Edgerly was also amongst the first bank CEOs to understand the importance of technology and the increasing role of the custodian as an information provider, rather than simply a processor. He allocated 25pct of the company’s operating costs to IT—almost twice the average of peers at the time. As well as being ahead of his time in so many ways, he was also lucky: during the boom years of the eighties, State Street was in the zone. “The opportunities were far greater than we expected,” he recalled. (One of the unsung heroes of this transformation was Ed Allinson who, in two separate stints at the bank, oversaw much of the development of the mutual fund servicing business and the launch of its master trust services for pension plans. By deploying new technologies which reduced the cost of custody and servicing of mutual funds, Allinson was a major contributor to the shape of the modern mutual fund industry.)

As the inserv business grew both domestically and overseas, Edgerly was aware that he needed to upgrade the senior management team. In 1990 he hired Jacques-Philippe Marson from Cedel (now Clearstream) and in 1991 added Albert Petersen. But his most important decision was identifying his replacement. The president and COO was Peter Madden and, under normal circumstances, he would have been the natural successor. But Edgerly knew that State Street needed a different kind of leader: someone who was not intimidated by the technology challenges and who understood the opportunities offered by being an information provider.

Edgerly knew just the man. Marshall N. Carter, then of Chase, was frustrated by that bank’s lack of vision about the potential of the information business. State Street seemed to be the logical home for him, as it proved to be. Joining in 1991, he took the reins from Edgerly in 1992. The rest, as they say, is history. Carter finished what Edgerly had begun, selling its branches to Citizens Bank, whilst steering both the asset servicing and asset management businesses to global leadership positions. It was an inspired hiring, of which Edgerly was rightly proud.

He was also proud of hitting a target: when the Bold Strategy was written, part of it consisted of a forecast of sales growth for 1992, the bank’s two-hundredth anniversary and Edgerly’s last year. It proved to be spot on.
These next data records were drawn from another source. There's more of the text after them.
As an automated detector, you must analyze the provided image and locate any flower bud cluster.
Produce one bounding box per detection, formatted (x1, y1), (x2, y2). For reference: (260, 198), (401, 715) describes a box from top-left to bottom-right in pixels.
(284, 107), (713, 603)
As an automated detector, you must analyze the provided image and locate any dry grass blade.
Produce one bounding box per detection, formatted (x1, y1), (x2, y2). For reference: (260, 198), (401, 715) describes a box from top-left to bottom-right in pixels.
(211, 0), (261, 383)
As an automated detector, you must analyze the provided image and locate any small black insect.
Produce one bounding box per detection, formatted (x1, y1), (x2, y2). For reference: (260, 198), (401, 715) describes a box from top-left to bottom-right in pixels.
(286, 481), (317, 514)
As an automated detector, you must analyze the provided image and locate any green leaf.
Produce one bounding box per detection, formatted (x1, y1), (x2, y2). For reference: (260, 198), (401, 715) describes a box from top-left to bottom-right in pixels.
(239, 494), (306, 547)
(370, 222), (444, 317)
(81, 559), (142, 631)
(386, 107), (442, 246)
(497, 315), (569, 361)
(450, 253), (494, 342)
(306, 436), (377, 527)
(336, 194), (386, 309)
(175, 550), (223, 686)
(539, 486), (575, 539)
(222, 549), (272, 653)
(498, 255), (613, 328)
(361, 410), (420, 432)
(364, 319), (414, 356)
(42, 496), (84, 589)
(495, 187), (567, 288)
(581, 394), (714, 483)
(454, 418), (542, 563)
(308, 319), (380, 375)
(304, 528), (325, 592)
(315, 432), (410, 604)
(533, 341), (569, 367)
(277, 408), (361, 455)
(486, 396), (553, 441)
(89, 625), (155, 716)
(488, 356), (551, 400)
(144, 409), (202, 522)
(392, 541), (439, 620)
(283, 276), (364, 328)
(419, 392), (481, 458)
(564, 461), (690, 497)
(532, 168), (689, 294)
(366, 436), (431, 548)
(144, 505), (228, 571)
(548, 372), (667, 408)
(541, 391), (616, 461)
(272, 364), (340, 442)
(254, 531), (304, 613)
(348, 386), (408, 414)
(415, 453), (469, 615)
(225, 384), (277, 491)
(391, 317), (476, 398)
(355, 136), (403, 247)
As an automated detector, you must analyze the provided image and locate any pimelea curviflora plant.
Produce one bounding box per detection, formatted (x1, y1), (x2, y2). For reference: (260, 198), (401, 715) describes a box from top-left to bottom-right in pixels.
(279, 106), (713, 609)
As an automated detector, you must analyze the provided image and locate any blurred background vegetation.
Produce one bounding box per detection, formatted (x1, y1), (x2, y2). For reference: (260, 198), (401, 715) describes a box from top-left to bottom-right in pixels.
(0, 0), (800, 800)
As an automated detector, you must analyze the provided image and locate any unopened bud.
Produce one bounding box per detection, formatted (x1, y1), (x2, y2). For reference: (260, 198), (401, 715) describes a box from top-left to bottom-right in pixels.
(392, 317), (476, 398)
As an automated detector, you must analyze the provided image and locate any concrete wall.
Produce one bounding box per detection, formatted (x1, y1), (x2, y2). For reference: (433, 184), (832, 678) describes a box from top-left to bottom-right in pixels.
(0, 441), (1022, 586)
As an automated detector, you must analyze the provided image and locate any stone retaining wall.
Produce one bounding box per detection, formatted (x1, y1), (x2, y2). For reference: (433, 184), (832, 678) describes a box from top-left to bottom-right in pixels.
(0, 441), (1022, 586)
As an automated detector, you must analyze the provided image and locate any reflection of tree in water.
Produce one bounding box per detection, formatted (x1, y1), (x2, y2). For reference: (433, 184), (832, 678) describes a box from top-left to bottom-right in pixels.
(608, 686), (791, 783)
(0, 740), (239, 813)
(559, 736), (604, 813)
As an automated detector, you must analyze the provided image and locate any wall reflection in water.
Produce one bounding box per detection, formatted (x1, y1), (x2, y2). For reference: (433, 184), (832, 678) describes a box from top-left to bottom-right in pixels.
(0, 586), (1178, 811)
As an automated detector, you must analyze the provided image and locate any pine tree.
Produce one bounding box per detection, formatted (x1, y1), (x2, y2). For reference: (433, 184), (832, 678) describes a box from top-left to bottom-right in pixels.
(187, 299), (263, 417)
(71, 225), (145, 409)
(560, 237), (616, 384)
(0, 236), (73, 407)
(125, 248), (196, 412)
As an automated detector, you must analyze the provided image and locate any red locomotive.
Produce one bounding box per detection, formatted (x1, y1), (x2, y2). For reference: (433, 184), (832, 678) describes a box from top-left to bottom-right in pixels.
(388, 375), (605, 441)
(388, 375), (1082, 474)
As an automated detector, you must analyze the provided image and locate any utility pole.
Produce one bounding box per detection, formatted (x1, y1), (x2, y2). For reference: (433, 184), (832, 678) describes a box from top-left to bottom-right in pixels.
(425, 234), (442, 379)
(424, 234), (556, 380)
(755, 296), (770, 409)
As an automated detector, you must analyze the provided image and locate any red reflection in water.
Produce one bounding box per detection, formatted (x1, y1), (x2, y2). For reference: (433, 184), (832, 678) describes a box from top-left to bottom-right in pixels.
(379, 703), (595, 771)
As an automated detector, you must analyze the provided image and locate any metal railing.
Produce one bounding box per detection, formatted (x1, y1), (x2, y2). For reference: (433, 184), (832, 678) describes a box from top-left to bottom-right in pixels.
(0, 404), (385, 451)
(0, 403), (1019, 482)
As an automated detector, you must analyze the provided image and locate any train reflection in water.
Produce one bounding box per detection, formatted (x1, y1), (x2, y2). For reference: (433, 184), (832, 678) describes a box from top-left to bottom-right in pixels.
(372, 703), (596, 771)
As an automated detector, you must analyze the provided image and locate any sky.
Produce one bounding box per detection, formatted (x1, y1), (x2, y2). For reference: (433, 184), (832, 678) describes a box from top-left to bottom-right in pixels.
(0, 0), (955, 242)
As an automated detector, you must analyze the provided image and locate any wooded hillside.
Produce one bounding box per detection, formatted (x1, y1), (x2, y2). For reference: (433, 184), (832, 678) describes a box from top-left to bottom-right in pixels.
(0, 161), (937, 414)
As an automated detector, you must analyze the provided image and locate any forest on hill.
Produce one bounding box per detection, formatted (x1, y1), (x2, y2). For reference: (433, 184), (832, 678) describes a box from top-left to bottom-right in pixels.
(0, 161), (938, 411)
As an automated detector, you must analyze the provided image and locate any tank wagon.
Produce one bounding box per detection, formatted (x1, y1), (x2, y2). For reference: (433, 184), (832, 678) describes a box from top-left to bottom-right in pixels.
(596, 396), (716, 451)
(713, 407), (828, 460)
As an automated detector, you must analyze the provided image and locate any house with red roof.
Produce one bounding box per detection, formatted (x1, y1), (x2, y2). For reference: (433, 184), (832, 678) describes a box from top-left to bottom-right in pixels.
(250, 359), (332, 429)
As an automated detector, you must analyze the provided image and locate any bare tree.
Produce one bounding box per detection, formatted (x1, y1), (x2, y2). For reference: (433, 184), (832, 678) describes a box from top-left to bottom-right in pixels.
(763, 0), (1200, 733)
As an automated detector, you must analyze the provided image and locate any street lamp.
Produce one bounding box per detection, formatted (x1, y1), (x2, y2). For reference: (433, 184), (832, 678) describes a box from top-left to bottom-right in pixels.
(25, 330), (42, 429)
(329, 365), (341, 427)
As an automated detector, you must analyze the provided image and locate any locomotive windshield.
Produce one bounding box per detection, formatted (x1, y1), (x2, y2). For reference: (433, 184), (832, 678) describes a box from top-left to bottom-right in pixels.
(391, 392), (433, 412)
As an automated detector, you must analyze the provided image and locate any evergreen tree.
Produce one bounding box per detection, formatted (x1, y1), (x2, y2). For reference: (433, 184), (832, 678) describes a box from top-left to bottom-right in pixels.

Few people, either inside or beyond State Street, are fully aware of the impact that Edgerly – and Carter – had, not just on the bank, but on the broader industry. True, both Chase and BBH were early adopters, recognizing that custody was going to be a significant growth opportunity following ERISA. But none, apart from State Street, fully grasped that the business was not about processing, but about information – and, beyond that, client empowerment. None underwent the transformation that Edgerly initiated, and Carter completed. Yes, visionary is an overused word – but, in the case of Edgerly, and Carter, it is entirely justified. William S. Edgerly, may you rest in peace.